Davacı vekili temyiz dilekçesinde; davacının dava konusu taşınmazın zilyedi olduğu, İlk Derece Mahkemesince aynı taşınmaza ilişkin davanın kabulüne karar verilen ve Yargıtay onamasından geçerek kesinleşen Antalya Kadastro Mahkemesinin 1991/374 Esas, 1994/223 Karar sayılı kararının bulunduğu ve kesin hüküm oluşturduğu, eldeki dava ile aynı mahiyette komşu parsellerle ilgili davaların mahkemelerce kabul edildiği ve Yargıtay tarafından onanarak kesinleştiği iddiasıyla hükmün bozulmasını talep etmiştir.

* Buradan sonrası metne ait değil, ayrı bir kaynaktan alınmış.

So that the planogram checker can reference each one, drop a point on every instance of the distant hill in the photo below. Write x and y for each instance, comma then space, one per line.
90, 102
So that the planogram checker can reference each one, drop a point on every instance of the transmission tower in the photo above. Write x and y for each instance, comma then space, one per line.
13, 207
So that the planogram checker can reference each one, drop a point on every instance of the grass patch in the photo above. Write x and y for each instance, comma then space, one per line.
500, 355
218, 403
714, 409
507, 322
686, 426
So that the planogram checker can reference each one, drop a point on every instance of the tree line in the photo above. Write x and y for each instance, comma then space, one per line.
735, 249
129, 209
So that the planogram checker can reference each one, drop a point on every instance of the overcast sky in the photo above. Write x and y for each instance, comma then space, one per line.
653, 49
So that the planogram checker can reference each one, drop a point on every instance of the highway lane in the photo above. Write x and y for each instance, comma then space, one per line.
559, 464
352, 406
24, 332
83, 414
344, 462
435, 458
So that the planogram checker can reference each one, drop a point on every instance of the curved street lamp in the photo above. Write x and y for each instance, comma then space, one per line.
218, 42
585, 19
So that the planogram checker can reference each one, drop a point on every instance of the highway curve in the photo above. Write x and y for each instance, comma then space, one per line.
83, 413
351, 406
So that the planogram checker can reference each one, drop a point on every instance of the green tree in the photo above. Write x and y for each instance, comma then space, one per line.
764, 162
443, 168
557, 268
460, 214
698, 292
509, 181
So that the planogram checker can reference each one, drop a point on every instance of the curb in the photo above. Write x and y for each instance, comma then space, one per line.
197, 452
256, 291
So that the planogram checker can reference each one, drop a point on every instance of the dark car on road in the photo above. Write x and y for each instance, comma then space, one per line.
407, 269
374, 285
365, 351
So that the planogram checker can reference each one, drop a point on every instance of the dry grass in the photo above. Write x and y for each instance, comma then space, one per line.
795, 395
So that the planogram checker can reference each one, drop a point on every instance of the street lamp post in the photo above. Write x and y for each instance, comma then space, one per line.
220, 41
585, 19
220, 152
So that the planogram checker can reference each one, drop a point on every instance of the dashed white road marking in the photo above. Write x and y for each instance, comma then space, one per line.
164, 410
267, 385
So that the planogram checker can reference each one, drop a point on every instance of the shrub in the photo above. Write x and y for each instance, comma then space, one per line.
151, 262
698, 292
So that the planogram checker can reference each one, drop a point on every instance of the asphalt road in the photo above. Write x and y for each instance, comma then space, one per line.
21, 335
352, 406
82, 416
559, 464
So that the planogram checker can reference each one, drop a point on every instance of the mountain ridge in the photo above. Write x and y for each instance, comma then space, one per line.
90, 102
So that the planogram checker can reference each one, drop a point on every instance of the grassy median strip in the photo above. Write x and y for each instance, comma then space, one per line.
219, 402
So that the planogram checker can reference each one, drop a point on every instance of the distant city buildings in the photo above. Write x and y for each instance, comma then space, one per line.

Tarafların karşılıklı iddia ve savunmalarına, dayandıkları belgelere, uyuşmazlığa uygulanması gereken hukuk kuralları ile hukuki ilişkinin nitelendirilmesine, dava şartlarına, yargılama ve ispat kuralları ile İlk Derece Mahkemesi ve Bölge Adliye Mahkemesi kararlarındaki gerekçelere, 6100 sayılı Kanun’un 369/1. maddesi de gözetilerek yapılan incelemede aynı Kanun’un 371. maddesinde yer alan sebeplerden biri de bulunmadığına göre, temyizen incelenen karar usul ve kanuna uygun olup davacı vekilinin temyiz dilekçesinde ileri sürdüğü nedenler kararın bozulmasını gerektirecek nitelikte görülmemiştir.
SONUÇ : Açıklanan sebeplerle;
Temyiz olunan Bölge Adliye Mahkemesi kararının 6100 sayılı Kanun'un 370. maddesi uyarınca ONANMASINA,
427,60 TL peşin harcın onama harcına mahsubu ile kalan 187,80 TL'nin temyiz eden davacıdan alınmasına,
Dosyanın İlk Derece Mahkemesine, kararın bir örneğinin Bölge Adliye Mahkemesine gönderilmesine,
05.05.2025 tarihinde oy birliğiyle karar verildi.